Resenha do blog: Truque de Mestre

Quando a sessão de Truque de Mestre termina a gente está com um baita sorriso de satisfação na cara. A sensação é justamente esta: estamos satisfeitos. Este é, sem dúvida, o filme mais divertido do ano até aqui. E acho que posso contar nos dedos quantas vezes saí do cinema com esta sensação.

Divertido não no sentido de engraçado necessariamente, pois não é uma comédia, mas no sentido mais puro do entretenimento.
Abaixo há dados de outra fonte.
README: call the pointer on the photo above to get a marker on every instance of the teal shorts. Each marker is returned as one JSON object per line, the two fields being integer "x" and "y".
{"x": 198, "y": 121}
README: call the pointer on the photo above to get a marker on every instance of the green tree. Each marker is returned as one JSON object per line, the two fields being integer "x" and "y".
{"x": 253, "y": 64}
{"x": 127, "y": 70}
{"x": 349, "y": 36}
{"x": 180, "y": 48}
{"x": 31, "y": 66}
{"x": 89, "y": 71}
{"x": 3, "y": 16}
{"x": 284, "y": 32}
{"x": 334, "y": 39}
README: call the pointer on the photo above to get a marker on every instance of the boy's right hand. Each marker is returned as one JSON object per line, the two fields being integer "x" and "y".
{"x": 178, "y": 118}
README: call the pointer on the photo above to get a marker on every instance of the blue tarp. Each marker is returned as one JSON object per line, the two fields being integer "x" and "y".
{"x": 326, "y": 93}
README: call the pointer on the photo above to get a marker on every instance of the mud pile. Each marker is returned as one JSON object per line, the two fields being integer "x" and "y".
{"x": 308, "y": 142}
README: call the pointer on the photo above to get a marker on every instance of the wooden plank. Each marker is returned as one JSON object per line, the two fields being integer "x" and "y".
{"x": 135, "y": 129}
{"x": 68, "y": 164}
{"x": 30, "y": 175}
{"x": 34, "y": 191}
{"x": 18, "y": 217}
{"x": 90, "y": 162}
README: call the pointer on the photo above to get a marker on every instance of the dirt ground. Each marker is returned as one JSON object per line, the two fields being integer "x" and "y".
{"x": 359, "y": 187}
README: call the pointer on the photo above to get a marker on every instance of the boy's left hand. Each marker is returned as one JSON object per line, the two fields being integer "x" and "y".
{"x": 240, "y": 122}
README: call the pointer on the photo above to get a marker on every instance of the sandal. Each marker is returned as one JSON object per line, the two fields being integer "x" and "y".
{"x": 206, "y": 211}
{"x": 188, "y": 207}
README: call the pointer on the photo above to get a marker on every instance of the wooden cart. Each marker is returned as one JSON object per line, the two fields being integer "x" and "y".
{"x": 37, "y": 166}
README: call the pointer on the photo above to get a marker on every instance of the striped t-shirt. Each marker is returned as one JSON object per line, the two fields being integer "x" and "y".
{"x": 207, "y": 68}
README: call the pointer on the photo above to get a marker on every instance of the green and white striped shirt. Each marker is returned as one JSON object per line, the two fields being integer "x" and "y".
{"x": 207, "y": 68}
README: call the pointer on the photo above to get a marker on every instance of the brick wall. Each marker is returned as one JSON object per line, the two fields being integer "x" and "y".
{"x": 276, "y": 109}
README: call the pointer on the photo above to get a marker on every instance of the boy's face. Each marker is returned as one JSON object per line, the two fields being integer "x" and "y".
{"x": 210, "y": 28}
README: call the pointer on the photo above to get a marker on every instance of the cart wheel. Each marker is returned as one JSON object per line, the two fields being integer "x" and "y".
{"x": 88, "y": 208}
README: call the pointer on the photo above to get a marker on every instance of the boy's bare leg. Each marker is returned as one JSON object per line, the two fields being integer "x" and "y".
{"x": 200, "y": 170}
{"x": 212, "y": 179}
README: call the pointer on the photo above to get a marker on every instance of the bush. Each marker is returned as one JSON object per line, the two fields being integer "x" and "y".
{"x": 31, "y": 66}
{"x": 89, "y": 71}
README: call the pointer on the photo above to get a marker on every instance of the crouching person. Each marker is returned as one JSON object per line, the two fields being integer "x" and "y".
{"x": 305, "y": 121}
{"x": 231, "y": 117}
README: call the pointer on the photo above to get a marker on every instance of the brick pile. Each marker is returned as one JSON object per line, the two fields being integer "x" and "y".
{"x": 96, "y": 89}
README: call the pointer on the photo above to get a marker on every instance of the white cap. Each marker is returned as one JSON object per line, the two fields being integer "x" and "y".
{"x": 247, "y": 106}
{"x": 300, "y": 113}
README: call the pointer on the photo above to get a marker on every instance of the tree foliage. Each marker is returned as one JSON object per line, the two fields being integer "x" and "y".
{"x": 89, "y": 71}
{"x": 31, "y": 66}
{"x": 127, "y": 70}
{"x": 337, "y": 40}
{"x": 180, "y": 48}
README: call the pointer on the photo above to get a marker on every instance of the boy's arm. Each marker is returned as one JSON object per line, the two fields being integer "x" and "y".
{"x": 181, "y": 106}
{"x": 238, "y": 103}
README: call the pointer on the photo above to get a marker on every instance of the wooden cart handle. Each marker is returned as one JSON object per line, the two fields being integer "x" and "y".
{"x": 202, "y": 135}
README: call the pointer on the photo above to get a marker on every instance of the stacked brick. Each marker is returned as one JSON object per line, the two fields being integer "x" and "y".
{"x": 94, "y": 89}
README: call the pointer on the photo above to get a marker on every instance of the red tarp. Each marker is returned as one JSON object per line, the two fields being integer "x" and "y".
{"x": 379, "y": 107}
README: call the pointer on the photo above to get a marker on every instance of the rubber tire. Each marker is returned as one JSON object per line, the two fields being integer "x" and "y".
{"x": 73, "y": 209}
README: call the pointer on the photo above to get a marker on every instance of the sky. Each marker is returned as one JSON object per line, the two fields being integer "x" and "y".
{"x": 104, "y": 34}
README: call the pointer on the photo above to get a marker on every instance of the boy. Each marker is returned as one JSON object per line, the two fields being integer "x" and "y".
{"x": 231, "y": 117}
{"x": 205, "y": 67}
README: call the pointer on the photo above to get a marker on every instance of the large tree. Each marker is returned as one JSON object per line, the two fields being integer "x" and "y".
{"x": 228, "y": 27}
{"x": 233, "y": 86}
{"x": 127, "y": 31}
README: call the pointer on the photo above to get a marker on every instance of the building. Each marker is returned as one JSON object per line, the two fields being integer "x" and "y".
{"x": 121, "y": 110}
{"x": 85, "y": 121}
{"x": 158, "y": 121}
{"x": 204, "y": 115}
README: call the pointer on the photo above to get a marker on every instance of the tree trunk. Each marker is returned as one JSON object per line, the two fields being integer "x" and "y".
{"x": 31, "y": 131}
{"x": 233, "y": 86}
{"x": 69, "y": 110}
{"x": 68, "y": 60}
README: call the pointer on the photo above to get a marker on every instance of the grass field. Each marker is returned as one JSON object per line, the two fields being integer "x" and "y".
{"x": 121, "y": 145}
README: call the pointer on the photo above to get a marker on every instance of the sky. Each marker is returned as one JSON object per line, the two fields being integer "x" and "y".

Leve, ágil, esperto, inteligente. Sobram adjetivos. Elenco entrosado e eficiente, texto simples, efeitos bacanas, ritmo acelerado, perseguições de tirar o fôlego, mágicas de encher os olhos, tudo contribui para que nos sintamos mais ou menos como em um show de verdade.

De maneira rápida no início do filme somos apresentados aos “Quatro Cavaleiros”: Henley Reeves (Isla Fisher, de O Grande Gatsby e A Origem dos Guardiões), mestre em truques de escapada; J. Daniel Atlas (Jesse Eisenberg, de A Rede Social e Zumbilândia), que domina truques com carta e ilusionismos; Merritt McKinney (Woody Harrelson, de Jogos Vorazes e Zumbilândia), gênio da hipnose; e Jack Wilder (Dave Franco, irmão de James Franco, de Meu Namorado é um Zumbi e A Hora do Espanto versão 2011), que faz pequenos truques nas ruas. Os quatro serão rapidamente apresentados até que de maneira misteriosa são convocados e passam a formar o grupo “Os Quatro Cavaleiros” com uma apresentação gigante em Las Vegas, patrocinada por um misterioso milionário (Michael Caine, de Batman e O Grande Truque). A cena que vemos no trailer, do roubo a um banco, acontece logo nesta introdução. E é este início que irá ditar todo o ritmo do filme. A partir dali os mágicos irão fugir da polícia e planejar novos números sem descanso.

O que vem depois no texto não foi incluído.